Some of the examples of this approach mentioned in the article are: using hit counts to identify likely translations of compositional phrases, Finding Synonyms, building models of noun-noun compound bracketing what is that supposed to mean?? There was also a team which worked on validating results from these experiments on WWW by comparing with human subjects. Ofcourse, I use world wide web and word counts for something else too — spell check! Will come to this towards in the coming lines! Imagine a language with more inflections or varied constructions!
Strangely enough, the reasons I expected did not find a mention here: 1 The unreliable and inconsistent search engine counts — strange that this is not mentioned in the above reasons, but later in the paper! Here is a good article about this.
My strong objection : This will perpetuate errors. Let us say, a particular word is found in a small number on the web and it has a popular mis-spelling.
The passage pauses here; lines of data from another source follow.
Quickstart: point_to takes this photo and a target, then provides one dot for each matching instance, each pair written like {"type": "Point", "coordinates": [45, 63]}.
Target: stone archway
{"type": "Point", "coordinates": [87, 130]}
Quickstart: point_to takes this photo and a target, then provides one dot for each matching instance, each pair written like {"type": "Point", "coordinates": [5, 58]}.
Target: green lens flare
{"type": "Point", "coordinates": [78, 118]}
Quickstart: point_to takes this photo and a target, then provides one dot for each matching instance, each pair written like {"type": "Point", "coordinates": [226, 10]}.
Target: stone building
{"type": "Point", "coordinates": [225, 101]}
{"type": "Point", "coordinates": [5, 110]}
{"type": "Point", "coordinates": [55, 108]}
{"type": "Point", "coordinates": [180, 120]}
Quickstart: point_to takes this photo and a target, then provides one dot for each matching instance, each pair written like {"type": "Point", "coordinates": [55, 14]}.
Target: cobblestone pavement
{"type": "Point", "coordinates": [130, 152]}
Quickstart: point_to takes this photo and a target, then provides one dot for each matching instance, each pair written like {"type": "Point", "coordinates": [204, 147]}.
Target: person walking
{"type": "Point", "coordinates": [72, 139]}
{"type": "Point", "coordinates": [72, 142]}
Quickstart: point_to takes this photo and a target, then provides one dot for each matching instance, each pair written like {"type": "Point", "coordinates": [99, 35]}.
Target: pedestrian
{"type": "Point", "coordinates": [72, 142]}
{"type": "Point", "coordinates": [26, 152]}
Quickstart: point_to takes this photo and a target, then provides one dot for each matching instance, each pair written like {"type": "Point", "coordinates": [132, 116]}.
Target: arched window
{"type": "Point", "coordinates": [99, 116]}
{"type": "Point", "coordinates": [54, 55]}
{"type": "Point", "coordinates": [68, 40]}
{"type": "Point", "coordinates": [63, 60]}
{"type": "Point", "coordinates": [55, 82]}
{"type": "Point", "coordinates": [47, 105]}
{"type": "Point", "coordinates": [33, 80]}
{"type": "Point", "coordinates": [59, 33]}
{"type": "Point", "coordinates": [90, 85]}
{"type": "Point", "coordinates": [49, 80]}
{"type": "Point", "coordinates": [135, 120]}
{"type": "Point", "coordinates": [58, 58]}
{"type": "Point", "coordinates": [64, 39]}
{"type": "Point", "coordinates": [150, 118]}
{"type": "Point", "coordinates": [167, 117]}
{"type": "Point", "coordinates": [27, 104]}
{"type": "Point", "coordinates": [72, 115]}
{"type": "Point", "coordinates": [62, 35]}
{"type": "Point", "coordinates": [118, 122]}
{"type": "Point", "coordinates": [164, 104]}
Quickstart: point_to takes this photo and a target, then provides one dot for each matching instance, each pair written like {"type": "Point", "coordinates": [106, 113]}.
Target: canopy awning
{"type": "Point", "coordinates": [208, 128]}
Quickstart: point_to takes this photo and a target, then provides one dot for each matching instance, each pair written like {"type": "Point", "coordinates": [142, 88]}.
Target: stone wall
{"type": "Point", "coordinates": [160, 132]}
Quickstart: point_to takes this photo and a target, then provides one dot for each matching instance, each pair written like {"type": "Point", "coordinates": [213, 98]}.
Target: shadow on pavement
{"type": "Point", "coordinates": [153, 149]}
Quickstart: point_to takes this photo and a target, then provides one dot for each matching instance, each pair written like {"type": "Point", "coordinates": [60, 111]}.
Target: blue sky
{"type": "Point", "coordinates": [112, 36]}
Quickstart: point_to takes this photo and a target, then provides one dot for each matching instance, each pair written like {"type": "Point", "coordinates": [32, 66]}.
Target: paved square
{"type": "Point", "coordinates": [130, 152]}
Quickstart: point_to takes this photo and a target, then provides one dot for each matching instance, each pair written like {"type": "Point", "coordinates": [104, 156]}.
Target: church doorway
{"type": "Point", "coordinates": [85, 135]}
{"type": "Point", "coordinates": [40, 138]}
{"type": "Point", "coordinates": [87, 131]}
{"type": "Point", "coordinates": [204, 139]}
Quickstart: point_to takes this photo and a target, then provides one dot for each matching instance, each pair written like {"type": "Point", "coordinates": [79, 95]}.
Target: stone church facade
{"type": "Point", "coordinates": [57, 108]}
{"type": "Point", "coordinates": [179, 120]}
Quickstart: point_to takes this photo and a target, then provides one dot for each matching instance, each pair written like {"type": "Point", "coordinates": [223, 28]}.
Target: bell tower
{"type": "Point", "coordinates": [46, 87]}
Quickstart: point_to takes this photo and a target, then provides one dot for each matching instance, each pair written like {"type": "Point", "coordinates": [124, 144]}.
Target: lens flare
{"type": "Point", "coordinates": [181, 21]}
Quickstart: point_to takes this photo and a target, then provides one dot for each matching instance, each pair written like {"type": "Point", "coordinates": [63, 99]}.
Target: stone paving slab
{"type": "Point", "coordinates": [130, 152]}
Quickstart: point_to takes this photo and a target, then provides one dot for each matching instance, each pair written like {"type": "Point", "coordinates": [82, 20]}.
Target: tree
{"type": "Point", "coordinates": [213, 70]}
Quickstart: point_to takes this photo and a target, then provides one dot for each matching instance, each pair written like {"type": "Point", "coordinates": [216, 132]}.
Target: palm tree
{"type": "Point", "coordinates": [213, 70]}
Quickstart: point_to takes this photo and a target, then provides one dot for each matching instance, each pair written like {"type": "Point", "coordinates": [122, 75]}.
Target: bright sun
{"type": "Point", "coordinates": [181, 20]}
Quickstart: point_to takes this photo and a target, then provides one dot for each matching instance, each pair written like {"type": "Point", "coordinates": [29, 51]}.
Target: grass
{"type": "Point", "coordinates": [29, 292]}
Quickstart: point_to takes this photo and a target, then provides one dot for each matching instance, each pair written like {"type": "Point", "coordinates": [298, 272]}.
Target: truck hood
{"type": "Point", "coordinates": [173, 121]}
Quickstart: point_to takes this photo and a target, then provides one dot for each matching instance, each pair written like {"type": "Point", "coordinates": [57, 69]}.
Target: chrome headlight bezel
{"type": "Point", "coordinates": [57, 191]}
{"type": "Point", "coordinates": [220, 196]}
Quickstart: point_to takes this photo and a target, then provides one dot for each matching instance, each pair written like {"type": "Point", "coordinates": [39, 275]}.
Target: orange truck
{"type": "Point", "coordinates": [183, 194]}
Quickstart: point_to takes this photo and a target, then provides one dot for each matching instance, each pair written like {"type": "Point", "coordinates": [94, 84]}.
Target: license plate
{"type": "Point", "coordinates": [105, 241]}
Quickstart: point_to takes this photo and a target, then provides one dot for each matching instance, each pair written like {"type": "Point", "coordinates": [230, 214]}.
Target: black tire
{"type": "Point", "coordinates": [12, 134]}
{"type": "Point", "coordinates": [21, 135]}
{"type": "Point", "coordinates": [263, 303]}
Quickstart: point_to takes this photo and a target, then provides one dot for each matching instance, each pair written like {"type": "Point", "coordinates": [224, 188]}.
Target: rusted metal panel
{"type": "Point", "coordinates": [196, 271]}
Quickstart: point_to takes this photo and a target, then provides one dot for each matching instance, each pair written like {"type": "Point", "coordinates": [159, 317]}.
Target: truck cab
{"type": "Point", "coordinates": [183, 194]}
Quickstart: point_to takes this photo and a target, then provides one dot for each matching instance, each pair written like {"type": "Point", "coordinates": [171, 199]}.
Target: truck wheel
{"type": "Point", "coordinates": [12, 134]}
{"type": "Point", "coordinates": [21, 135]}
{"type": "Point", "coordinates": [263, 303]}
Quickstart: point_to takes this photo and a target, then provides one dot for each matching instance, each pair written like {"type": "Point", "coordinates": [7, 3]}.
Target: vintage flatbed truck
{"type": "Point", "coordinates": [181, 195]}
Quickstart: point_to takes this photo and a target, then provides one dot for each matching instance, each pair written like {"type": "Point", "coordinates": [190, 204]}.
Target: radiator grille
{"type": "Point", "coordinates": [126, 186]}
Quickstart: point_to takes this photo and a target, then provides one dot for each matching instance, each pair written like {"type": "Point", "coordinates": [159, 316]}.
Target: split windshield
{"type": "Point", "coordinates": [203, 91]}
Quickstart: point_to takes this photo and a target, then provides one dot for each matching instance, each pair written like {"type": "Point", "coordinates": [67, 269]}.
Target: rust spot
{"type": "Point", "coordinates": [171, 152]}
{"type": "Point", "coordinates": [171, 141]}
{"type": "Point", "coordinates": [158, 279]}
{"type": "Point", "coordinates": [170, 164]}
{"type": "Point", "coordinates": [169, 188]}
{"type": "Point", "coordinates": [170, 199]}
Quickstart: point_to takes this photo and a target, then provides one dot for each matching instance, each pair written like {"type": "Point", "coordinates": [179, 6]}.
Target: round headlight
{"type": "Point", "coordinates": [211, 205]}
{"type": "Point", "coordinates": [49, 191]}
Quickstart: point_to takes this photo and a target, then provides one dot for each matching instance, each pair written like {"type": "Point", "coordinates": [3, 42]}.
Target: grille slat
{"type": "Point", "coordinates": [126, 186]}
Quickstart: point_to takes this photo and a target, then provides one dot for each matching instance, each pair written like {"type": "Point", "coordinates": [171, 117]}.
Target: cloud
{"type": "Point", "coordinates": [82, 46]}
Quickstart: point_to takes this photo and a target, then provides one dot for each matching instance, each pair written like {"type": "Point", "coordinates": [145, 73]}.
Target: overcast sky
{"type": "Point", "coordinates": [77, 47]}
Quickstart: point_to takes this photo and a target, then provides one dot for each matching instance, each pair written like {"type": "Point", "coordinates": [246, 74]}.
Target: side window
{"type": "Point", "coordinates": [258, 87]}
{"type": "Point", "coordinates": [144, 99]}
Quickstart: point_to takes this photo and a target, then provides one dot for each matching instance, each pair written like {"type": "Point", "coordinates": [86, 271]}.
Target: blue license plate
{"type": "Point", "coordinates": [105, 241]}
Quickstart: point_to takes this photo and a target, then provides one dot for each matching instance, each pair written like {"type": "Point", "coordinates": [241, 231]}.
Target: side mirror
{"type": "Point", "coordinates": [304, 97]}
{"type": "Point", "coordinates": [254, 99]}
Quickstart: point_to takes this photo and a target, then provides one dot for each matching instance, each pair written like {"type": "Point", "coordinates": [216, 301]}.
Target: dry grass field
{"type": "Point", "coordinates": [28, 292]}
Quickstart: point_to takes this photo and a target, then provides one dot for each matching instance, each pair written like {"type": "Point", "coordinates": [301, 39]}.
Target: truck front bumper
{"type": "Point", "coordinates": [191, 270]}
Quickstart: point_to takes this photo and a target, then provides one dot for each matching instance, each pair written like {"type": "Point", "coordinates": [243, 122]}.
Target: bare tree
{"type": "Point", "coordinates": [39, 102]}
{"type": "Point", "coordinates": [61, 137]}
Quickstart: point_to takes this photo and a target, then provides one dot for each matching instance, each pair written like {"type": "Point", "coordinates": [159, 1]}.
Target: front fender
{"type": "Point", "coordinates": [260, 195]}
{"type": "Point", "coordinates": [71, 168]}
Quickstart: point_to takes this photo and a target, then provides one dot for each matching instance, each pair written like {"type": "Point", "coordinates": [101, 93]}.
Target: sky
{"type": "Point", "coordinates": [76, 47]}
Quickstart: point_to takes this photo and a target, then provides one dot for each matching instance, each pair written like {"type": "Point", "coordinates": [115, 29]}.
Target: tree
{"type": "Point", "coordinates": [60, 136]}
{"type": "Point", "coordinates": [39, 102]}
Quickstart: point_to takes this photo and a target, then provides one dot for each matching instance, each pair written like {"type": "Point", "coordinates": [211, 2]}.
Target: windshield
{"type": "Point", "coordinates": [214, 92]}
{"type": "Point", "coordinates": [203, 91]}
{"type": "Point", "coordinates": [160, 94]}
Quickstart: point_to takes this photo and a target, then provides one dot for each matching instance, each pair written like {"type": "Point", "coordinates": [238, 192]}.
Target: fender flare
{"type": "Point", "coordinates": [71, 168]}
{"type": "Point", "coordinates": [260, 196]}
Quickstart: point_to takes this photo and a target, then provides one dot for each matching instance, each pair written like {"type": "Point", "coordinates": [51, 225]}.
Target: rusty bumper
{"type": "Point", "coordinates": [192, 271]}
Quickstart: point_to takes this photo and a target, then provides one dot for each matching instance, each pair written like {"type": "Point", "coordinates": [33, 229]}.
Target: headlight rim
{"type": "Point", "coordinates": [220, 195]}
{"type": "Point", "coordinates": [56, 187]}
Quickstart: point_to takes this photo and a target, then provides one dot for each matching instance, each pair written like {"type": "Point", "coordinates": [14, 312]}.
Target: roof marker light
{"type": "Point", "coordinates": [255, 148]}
What if the people who use the actual spelling write less on the web than the wrong ones?
As time passes, the hits for the wrong ones increase.. Well, this was my experience a couple of times I tried relying on google search counts, for checking spellings of a few Telugu words.. Yes, there was also a discussion on the presence of too many duplicate pages and too much of spam. Bah, I hate those duplicate pages — I had to invent all sorts of ugly workarounds in our project, to avoid duplicates being shown in the results, at a big cost.
Duplicates, I think are a big issue, even now, even in Google. Anyone who proceeds beyond page-1 of google search results, can know that The alternative for language researchers queries, according to this paper, is to build a search engine, working around these issues.
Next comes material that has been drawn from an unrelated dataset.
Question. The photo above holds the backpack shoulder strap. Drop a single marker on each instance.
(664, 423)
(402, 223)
They actually tried this and prepared web corpora for German and Italian, which is publicly accessible.
Their hope is that collaborative effort of research community might be able to reach the efficiency level of a commercial search engine. To me, data cleaning appears to be an interesting problem.
Ultimately, the aim is to develop a web-scale, commercial quality, low-noise corpus which can be used by linguistic and language technology researchers in their experiments. Now comes the issue, which a cynical person like me would emphatically answer with a big NO! Is it? The article details: Googleology is bad science, A. Kilgariff, Computational Linguistics 33 1 : Baroni, Marco and Adam Kilgarriff. Large linguistically-processed web corpora for multiple languages.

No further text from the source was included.